Bassirou Diomaye Faye sera installé aujourd’hui dans sa fonction de président de la République, deux semaines après avoir recouvré la liberté au bout de 11 mois de détention provisoire. Une trajectoire politique qui épouse le passé colonial de son terroir. Un peuple vaillant qui a farouchement combattu l’occupant avant d’être défait et contraint à une proposition de paix le 25 mars 1889. Ironie du sort, 135 ans plus tard, jour pour jour, un fils de cette bourgade sérère accède à la magistrature suprême. Cerise sur le gâteau, la date historique du 25 mars coïncide d’avec son anniversaire.
L’élection de Bassirou Diomaye Diakhar Faye comme cinquième président de la République du Sénégal le 24 mars dernier a mis son terroir, Ndiaganiawe (Ndiaganiao), sous le feu des projecteurs. Une bourgade sérère devenue commune nichée dans le département de Mbour dans le Centre-ouest du Sénégal, dans la région historique du Baol. En effet, au-delà de l’élection de Bassirou Diomaye Faye, Nidiaganiao renferme toute une histoire. Une histoire écrite notamment durant la période coloniale avec beaucoup de ressemblances sur la trajectoire politique du fils de ce terroir devenu président de la République. Et, c’est Jacques Pouye, auteur du livre « Thiès et les Sérères : Retour à la source », édité par Harmattan et paru le 23 mars 2022, qui livre un pan de ces faits marquants de l’histoire de Ndiaganiao. Un peuple opprimé qui s’est farouchement opposé à l’occupation coloniale, avant de consentir des sacrifices pour vivre en paix.
Pour rappel, les Sérères du Jegemb et Joobaas s’étaient coalisés pour former une armée puissante qui a donné du fil à retordre aux colons, notamment dans leur position de Pout. Dans un passage à la page 149, l’auteur rapporte : « Depuis l’époque de l’attaque du poste de Pout, les Sérères Noon et les Joobaas avaient renforcé leurs attaques contre les intérêts vitaux des Français dans la région, semant la terreur et la mort aux environs de leur terroir pillant et assassinant les oppresseurs français et leurs complices nègres assoiffés de pouvoir. Pour sortir de cette situation, le gouverneur décida de s'emparer du Jegemb en vue d'affaiblir la bonne position des résistants Sérères de Thiès. Après une bataille sanglante, les Français réussirent à séparer le Jegemb et le Joobaas, le 23 mars 1889 » ; le Journal de marche de l’expédition daté du 25 mars 1889 le relate comme suit : « Journée du 25 mars 1889 : colonne partie de Ndofane, arrivée à Ndiaganiawe, riche village qui s’est signalé par de nombreux assassinats.

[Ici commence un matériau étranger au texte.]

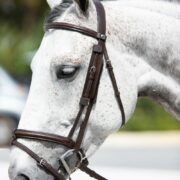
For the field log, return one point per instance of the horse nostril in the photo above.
(21, 177)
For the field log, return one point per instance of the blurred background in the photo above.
(148, 144)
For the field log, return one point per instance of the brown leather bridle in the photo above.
(88, 99)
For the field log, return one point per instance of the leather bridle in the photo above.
(88, 99)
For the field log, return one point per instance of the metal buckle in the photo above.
(42, 162)
(101, 36)
(65, 164)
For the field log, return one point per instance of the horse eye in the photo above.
(66, 71)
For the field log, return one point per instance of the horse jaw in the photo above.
(53, 104)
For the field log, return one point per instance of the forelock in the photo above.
(58, 10)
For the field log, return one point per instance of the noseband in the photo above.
(87, 100)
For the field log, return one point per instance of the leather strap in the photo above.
(42, 163)
(87, 101)
(75, 28)
(35, 135)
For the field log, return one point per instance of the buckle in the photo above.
(42, 162)
(101, 36)
(84, 101)
(68, 154)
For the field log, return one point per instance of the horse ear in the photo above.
(83, 5)
(54, 3)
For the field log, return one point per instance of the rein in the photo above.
(87, 100)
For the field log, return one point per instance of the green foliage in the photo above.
(21, 31)
(150, 116)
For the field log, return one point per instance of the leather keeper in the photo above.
(98, 49)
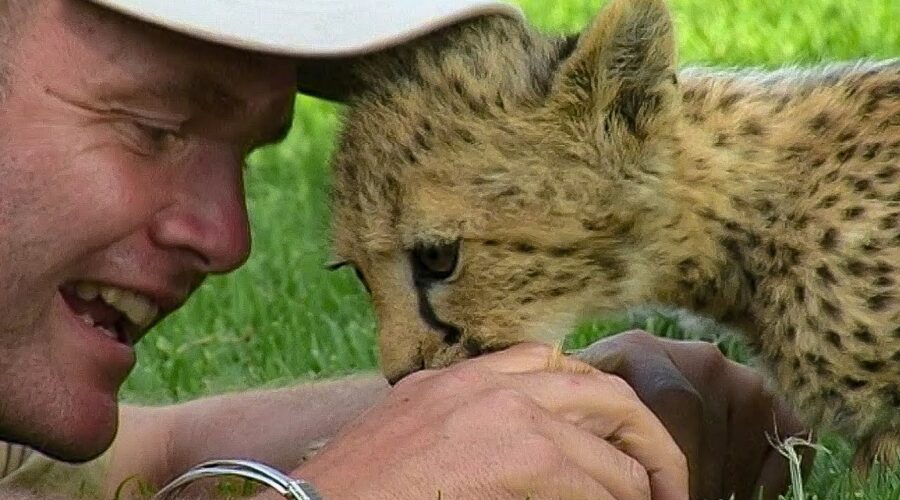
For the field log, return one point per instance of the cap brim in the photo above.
(325, 35)
(308, 28)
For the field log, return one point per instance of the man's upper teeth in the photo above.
(139, 310)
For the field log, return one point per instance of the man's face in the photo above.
(121, 156)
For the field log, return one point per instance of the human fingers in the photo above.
(527, 357)
(622, 476)
(607, 407)
(694, 416)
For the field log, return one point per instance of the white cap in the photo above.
(324, 35)
(308, 28)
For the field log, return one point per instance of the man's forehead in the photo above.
(174, 64)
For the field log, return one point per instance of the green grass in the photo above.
(282, 317)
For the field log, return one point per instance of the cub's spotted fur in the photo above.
(496, 185)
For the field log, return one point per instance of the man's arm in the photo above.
(17, 494)
(275, 427)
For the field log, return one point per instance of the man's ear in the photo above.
(621, 74)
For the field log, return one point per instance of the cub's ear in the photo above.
(621, 74)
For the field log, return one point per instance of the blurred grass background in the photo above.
(282, 317)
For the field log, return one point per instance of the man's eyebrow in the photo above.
(198, 93)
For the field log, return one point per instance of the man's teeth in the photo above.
(88, 320)
(136, 308)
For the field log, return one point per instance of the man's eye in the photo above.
(435, 262)
(158, 135)
(150, 138)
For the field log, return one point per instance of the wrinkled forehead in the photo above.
(118, 54)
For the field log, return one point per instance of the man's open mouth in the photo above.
(120, 314)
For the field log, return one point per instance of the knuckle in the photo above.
(464, 377)
(636, 477)
(619, 385)
(542, 453)
(413, 379)
(509, 402)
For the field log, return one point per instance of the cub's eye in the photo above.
(362, 279)
(435, 262)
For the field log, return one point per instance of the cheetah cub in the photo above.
(496, 185)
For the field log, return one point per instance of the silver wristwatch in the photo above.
(288, 487)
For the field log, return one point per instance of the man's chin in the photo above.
(87, 434)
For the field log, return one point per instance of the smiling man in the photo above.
(123, 129)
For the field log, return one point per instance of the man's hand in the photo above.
(501, 427)
(719, 412)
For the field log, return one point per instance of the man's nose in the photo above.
(208, 219)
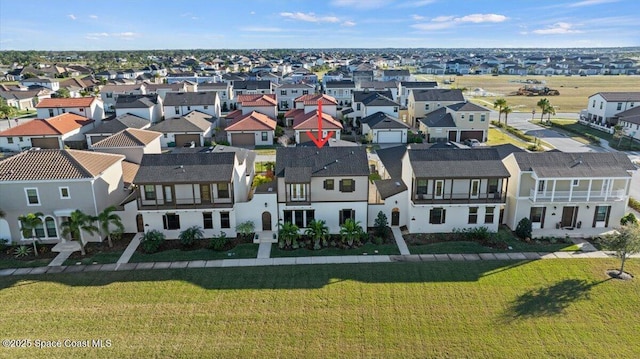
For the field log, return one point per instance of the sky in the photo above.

Quelques notables, sous conduite traitants viennent faire proposition de paix. J’exige 12 otages choisis parmi les chefs de famille, mais j’attends vainement exécution leur promesse et fait prisonniers une quinzaine d’individus d’hommes et femmes me serviront otages ». Depuis cette proposition de paix à Ndiaganiawe s’est écoulé près d’un siècle et demi. Ironie du sort, ce village jadis opprimé qui a combattu énergiquement avant d’être affaibli au point de faire une proposition pour la paix va donner au Sénégal son cinquième président, 135 ans plus tard, jour pour jour. Un parallélisme entre ces faits survenus à Ndiaganiao avant que la paix des braves ne soit actée le 25 mars 1889 entre les autochtones et le colon, et le fils du terroir Bassirou Diomaye Faye qui a été lui aussi victime d’injustice pour son engagement politique et envoyé en prison pendant 11 mois, avant de recouvrer la liberté à 10 jours de la présidentielle suite à la faveur d’une loi d’amnistie du président de la République sortant. De la prison, il sera porté à la tête du pays.
Autre coïncidence, le 25 mars est aussi jour anniversaire du nouveau président élu Bassirou Diomaye Faye. Pour rappel, l’ouvrage qui ouvre ses colonnes à Ndiaganiao est un produit de recherche qui retrace les origines du Noon, la migration, l’historique des implantations et cohabitation avec les autres peuples et les luttes d’autodétermination. Une contribution de l’auteur pour intégrer l’histoire Noon dans l’Histoire générale du Sénégal. C’était le vœu de feu Iba Der Thiam qui avait promis de préfacer ce livre, malheureusement décédé avant la parution.